Dachau

Almost exactly a year ago, I sat in a small living room in a hostel on Kangaroo Island with a fellow American, a German girl, a Chinese girl and a French guy. Together over sushi and wine we discussed the second world war and its effects on each of our countries. I hadn't previously given much thought to the topic other than the fact that I knew it was in the history books. Something switched on however, upon realizing that such an event profoundly effected the entire globe. It wasn't just a problem for Germany or for America but it was a world-wide event that all people of all nations can relate to in some form or another.

 

From that moment on I began growing more and more curious in the stories that took place during WWII. Naturally, I began to study the topic more and more as my trip to Germany grew near. I wanted to see the soil where these events took place. Now that I have been in Germany for two weeks I feel like I have a more concrete idea of what happened during that time. I've walked in a stadium where Hitler gave speeches. I've touched the wall that separated east and west Berlin after Germany was denazified and I've walked through a three-hour exhibit of German History. Today I topped all of these humbling experiences with a visit to the concentration camp upon which all others were modeled—Dachau.

 

Dachau lies just north of the city of Munich. It was here that an estimated 41,500 people lost their lives during the war. Casualties ranged from hunger, disease, exhaustion, hypothermia, suicide and even experimental medicinal treatments. The entire camp is 1.5 square kilometers and originated as a political prisoner's camp at the beginning of the war, however as the amount of prisoners escalated, so did the size of the camp. By the end of the war there were over 60,000 prisoners living in this one small camp.

 

 The cringe-worthy original gate at Dachau.  

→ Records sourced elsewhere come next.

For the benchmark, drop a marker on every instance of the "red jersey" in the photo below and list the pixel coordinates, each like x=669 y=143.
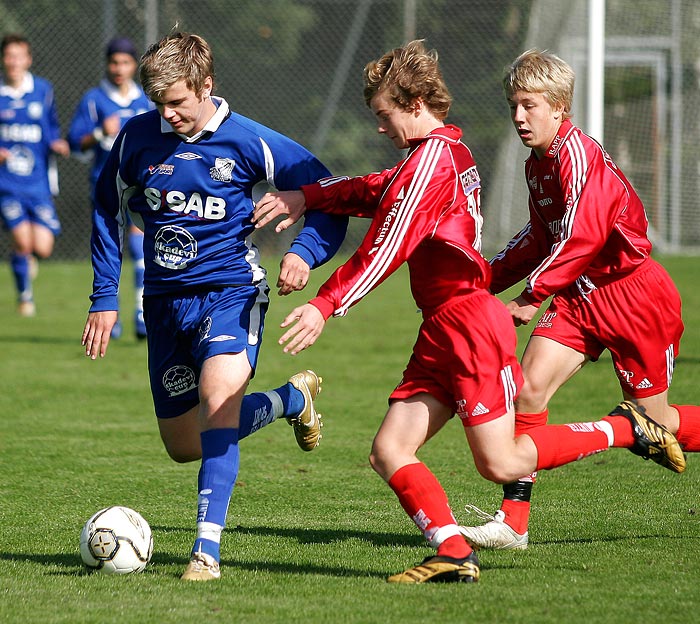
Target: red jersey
x=587 y=224
x=425 y=211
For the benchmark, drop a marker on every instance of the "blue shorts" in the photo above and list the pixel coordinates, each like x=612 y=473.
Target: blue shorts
x=14 y=210
x=184 y=331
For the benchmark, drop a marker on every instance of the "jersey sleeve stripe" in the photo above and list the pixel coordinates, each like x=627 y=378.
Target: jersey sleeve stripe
x=395 y=237
x=579 y=168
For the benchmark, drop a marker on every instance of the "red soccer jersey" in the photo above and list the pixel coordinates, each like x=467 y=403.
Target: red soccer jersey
x=587 y=224
x=425 y=211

The cringe-worthy original gate at Dachau.  

I will say that it is a very powerful thing to walk among the actual ground where so much horrific history took place. I was humbled in shock and reverence as I walked through the barracks where so many men were crammed together and forced to sleep on planks. I couldn't speak when I walked through the crematory and saw the gas chamber disguised as a shower for exterminating the sick.

 

My experience at Dachau was made even more relevant by the fact that the day before I read the first half of Viktor Frankl's book, “Man's Search for Meaning.” The first half of the book is Frankl's personal account of surviving four concentration camps during the war. At one point he was stationed at a nearby satellite station of Dachau and I found his described experiences matched the exhibits in the museum perfectly. As I walked throughout the grounds of the camp I couldn't help but see the images I had read about the day before. I pictured Frankl grasping desperately to his last bite of bread for the day. I heard his footsteps marching in the gravel towards another dreadful day of work in the plantation field. I even felt his sadness as his manuscript for a scientific book was stripped from his hands upon arrival at the camp.

 

 A view of the sleeping area. 

A view of the sleeping area. 

What is more, I completed my experience by reading the latter half of Frankl's book on my journey home from the camp. The last portion of the book is devoted to Frankl's theory of logotherapy, which is to say that people only need meaning to make life worth living. Several times he uses his experiences of living and working in such a terrible state as means for proving his theory. When many of the prisoners were at the brink of giving up or committing suicide, he and the other prisoners would remind that person why their life had meaning—wether it was a loved one, a work project or a spiritual calling—whenever the person was presented with the why they could undoubtedly persevere through the suffering just a while longer. Their life had meaning.

 

The combination of reading Frankl's book and visiting Dachau made for a very impressionable experience. I feel much more connected to the events of WWII and my reverence for the victims who underwent such traumatic experiences has grown four-fold.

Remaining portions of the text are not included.